Rodney Castleden in The Knossos labyrinth: A new view of the 'Palace of Minos' at Knossos (1990), for example, explains in detail about the archaeology of Minoan civilization. I have no issue with the author, nor with the book per se. All this information appears to be excellent and informative in a way. Yet it's also irritating. I think I find myself being short with it because I have a subconscious objection against reading pages and pages of text that mix known facts about the Minoans, which I appreciate and love since it's my passion afterall, with the history of history itself, or rather, the minutiae of modern academic politics that I abhor with a vehement passion. For me, what historians have theorized through the eons, particularly the theories that no longer hold true, is unimportant and quite frankly egotistical because it reeks of a petty glorification of individuals' personal careers. I don't care about academics and their own histories to be brutally honest. Just the history of the Minoans, thanks.

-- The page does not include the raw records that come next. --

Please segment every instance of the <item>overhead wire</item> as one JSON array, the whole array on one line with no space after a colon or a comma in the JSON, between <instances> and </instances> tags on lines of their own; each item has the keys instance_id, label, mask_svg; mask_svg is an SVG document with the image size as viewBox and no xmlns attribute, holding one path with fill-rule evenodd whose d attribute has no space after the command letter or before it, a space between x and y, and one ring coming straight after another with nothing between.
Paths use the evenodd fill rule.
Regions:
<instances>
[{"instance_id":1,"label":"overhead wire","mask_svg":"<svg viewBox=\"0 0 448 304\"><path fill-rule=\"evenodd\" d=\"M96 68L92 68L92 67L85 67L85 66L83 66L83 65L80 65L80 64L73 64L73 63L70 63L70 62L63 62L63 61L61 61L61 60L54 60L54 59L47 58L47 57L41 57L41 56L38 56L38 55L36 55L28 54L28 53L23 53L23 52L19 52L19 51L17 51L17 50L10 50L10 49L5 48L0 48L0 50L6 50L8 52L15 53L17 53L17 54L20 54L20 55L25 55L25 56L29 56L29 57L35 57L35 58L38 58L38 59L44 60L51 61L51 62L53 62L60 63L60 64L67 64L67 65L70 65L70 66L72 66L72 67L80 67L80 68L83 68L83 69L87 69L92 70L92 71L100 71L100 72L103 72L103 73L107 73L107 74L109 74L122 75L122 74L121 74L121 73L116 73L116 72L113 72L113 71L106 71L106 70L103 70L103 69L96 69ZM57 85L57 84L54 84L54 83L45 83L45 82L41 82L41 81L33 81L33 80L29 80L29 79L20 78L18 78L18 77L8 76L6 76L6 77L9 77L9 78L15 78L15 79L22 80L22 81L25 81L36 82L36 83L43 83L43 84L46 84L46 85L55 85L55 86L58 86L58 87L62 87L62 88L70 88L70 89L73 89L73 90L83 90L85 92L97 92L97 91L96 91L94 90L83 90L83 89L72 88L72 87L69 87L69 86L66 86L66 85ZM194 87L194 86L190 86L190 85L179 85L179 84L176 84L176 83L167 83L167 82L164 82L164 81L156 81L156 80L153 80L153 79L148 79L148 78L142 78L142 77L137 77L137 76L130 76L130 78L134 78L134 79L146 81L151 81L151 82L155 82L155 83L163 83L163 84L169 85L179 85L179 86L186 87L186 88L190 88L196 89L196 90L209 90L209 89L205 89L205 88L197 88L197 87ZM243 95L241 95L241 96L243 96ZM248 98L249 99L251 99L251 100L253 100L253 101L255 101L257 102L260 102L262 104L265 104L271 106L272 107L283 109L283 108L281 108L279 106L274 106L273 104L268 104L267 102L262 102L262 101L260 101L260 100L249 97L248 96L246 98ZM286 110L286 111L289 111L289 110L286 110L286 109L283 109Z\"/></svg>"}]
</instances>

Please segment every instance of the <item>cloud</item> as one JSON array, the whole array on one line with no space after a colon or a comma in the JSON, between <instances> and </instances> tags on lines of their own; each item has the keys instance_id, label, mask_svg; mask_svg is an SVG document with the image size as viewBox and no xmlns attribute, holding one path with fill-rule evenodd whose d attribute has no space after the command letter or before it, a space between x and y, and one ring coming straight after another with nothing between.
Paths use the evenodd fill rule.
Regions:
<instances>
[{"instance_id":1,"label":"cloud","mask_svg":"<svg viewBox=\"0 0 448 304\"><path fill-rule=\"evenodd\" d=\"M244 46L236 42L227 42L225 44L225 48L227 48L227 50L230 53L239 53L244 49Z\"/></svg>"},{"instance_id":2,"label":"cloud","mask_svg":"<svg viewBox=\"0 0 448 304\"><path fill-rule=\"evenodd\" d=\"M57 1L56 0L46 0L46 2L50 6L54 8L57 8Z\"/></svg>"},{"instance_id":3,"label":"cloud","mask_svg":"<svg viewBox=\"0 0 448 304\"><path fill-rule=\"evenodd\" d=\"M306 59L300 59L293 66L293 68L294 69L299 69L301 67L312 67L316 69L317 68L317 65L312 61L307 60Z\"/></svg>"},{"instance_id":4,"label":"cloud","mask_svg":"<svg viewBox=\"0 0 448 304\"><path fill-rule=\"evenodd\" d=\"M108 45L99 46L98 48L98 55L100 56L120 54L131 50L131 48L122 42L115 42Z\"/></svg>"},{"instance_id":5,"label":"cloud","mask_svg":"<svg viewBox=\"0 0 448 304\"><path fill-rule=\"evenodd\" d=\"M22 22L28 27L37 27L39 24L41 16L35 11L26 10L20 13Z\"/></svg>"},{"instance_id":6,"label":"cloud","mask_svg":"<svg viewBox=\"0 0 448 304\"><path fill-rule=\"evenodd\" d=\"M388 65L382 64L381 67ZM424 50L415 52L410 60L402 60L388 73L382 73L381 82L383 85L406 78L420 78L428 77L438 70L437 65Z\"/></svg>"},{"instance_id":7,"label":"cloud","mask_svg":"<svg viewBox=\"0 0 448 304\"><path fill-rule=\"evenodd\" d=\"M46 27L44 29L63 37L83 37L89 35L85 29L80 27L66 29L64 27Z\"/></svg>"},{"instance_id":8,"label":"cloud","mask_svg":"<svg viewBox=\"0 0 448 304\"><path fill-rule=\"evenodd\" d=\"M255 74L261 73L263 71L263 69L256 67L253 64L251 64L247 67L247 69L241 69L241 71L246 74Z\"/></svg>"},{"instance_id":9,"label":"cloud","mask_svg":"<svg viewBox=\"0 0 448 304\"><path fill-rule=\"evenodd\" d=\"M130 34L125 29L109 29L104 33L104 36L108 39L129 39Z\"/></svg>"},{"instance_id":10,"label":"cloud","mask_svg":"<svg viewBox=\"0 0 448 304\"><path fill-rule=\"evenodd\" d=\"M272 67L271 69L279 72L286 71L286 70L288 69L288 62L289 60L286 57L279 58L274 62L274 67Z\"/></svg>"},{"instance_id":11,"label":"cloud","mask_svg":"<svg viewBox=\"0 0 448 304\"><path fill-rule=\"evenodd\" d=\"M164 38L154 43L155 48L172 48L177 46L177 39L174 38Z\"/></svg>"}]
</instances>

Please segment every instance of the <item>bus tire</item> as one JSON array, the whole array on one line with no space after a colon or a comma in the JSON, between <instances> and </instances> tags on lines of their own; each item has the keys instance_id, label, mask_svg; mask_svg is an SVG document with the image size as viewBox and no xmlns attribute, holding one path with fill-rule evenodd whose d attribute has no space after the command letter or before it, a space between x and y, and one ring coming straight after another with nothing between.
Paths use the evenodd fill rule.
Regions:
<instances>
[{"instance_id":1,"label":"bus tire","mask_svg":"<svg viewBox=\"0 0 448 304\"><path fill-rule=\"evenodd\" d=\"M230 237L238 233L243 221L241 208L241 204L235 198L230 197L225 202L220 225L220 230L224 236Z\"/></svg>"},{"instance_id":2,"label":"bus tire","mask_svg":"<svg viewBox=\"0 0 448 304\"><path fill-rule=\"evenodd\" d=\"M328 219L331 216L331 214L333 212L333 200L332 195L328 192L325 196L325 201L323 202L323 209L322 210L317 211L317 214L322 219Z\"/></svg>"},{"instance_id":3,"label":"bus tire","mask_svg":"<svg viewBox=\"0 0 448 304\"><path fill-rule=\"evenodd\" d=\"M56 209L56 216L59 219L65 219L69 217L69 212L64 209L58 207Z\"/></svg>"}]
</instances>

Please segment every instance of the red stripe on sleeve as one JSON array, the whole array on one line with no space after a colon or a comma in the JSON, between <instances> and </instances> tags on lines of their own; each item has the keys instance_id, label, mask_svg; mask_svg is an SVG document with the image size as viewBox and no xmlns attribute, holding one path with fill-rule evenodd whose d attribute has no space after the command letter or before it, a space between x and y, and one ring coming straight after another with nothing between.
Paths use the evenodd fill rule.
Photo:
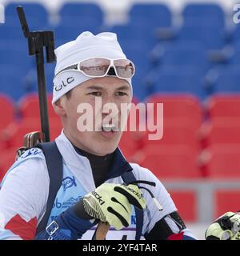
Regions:
<instances>
[{"instance_id":1,"label":"red stripe on sleeve","mask_svg":"<svg viewBox=\"0 0 240 256\"><path fill-rule=\"evenodd\" d=\"M26 222L20 215L17 214L7 222L5 229L19 235L23 240L33 240L37 229L37 218Z\"/></svg>"}]
</instances>

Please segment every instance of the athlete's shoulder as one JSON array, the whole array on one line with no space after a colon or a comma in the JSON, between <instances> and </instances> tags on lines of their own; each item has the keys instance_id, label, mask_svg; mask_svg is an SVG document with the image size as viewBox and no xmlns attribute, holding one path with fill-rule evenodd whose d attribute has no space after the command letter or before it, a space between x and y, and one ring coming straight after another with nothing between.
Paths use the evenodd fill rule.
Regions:
<instances>
[{"instance_id":1,"label":"athlete's shoulder","mask_svg":"<svg viewBox=\"0 0 240 256\"><path fill-rule=\"evenodd\" d=\"M157 177L147 168L139 166L138 163L130 162L133 168L133 173L137 179L156 181Z\"/></svg>"},{"instance_id":2,"label":"athlete's shoulder","mask_svg":"<svg viewBox=\"0 0 240 256\"><path fill-rule=\"evenodd\" d=\"M26 150L12 165L5 174L2 182L2 186L5 180L11 176L19 176L28 179L29 177L41 177L47 174L46 159L42 150L31 148Z\"/></svg>"}]
</instances>

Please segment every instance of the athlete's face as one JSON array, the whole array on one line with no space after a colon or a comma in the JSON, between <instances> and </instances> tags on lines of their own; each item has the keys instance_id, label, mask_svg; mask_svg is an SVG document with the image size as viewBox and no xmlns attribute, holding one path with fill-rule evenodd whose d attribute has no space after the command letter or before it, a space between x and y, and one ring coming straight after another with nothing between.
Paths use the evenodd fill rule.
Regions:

So at the end of such texts where an author is too timid to offer a structure of his own, the reader is left confused with a myriad of multiple, mutually conflicting ideas from various historians and archaeologists, past and present. But... that's not what I read these books for. I want a structure. My detail-famished mind needs to know step-by-step what happened, or at least what likely happened given current knowledge, regarding the Minoan people themselves.
Oh well, I guess it just goes to show that one needs to be an active participant in reading and to develop one's own testable models to make sure that one understands what was read. Relying on authors for coherent models is in the end partly my fault as a reader. Time to get more pro-active!